Amarrado ante la escalinata, esperaba un motoscaffo recién estrenado —caoba dorada y cobres relucientes—, soberbio y anacrónico. Era una de las primeras lanchas con motor que circulaban por la laguna. A Aldo le producía un placer infantil conducir ese hermoso juguete, dotado casi de tanta clase como una góndola y diseñado por Riva, que lo reafirmaba en la opinión de que había que vivir acorde con los tiempos.
Puso el motor en marcha y arrancó suavemente. El Guidecca trazó una impecable curva sin levantar apenas espuma en el canal y se dirigió en línea recta hacia San Marco.
El tiempo, ese mes de abril, era fresco, apacible, y olía a algas. El príncipe anticuario se llenó los pulmones de brisa marina procedente del Lido y soltó sus caballos. En la ensenada, a la altura de San Giorgio Maggiore, una brigada de marineros vestidos con trajes de loneta blanca bajaba de un buque de guerra provisto de cañones grises y fondeado a unos cables del Robert-Bruce. El barco negro de lord Killrenan estaba efectuando las maniobras de salida.

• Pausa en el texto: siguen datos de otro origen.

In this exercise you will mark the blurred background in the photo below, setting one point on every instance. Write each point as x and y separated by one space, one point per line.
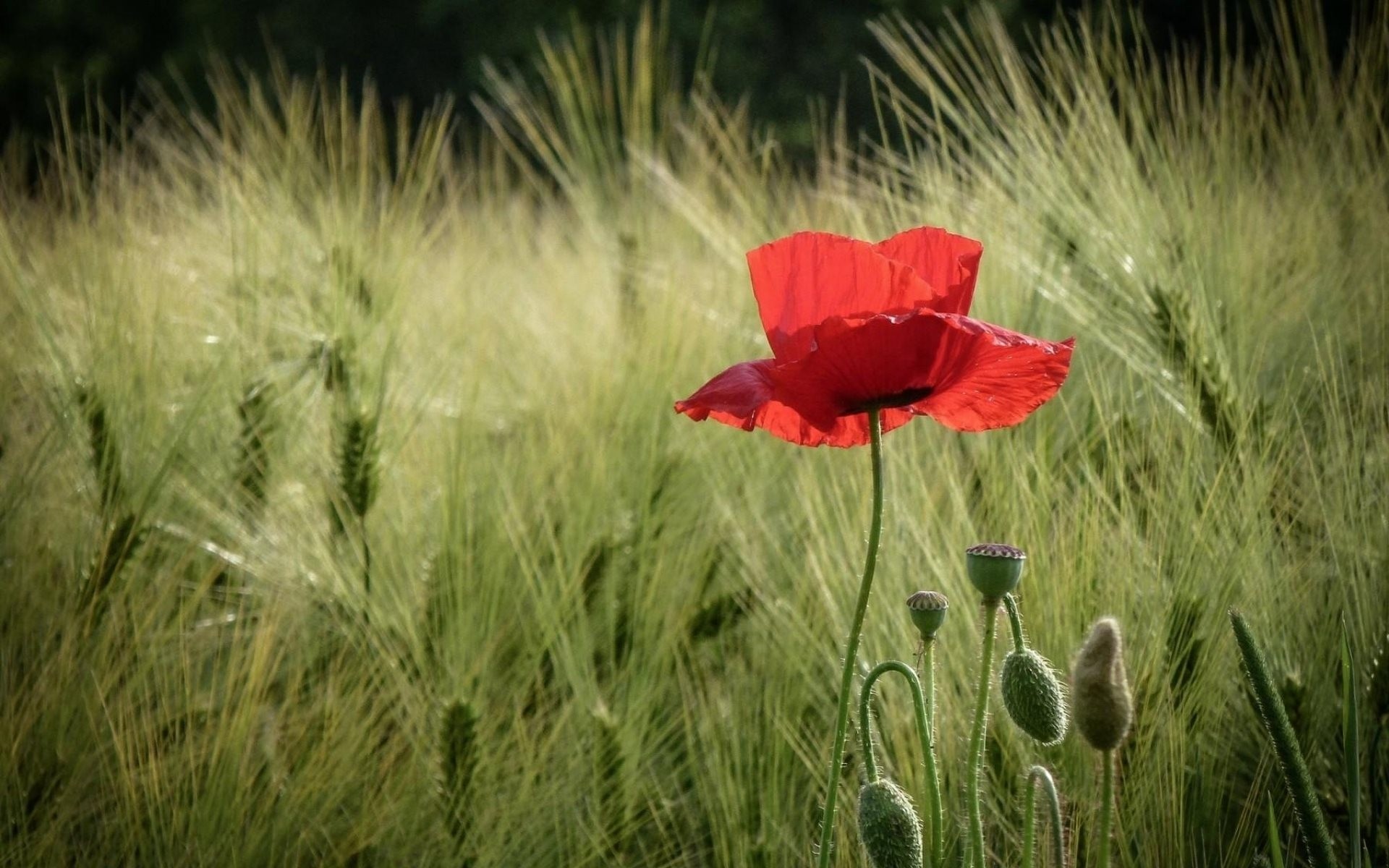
783 56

Morosini lo saludó con la mano antes de dirigirse hacia el palacio ducal; iluminado por un sol caprichoso, el edificio parecía un ancho bordado rosa orlado de encaje blanco. Feliz sin saber muy bien por qué, amarró el barco, saltó al muelle, se ajustó el nudo de la corbata antes de saludar cordialmente al procurador Spinelli, que charlaba con un desconocido al pie de la columna de San Teodoro, sonrió a una bonita mujer vestida de azul cielo y comenzó a cruzar la Piazzetta.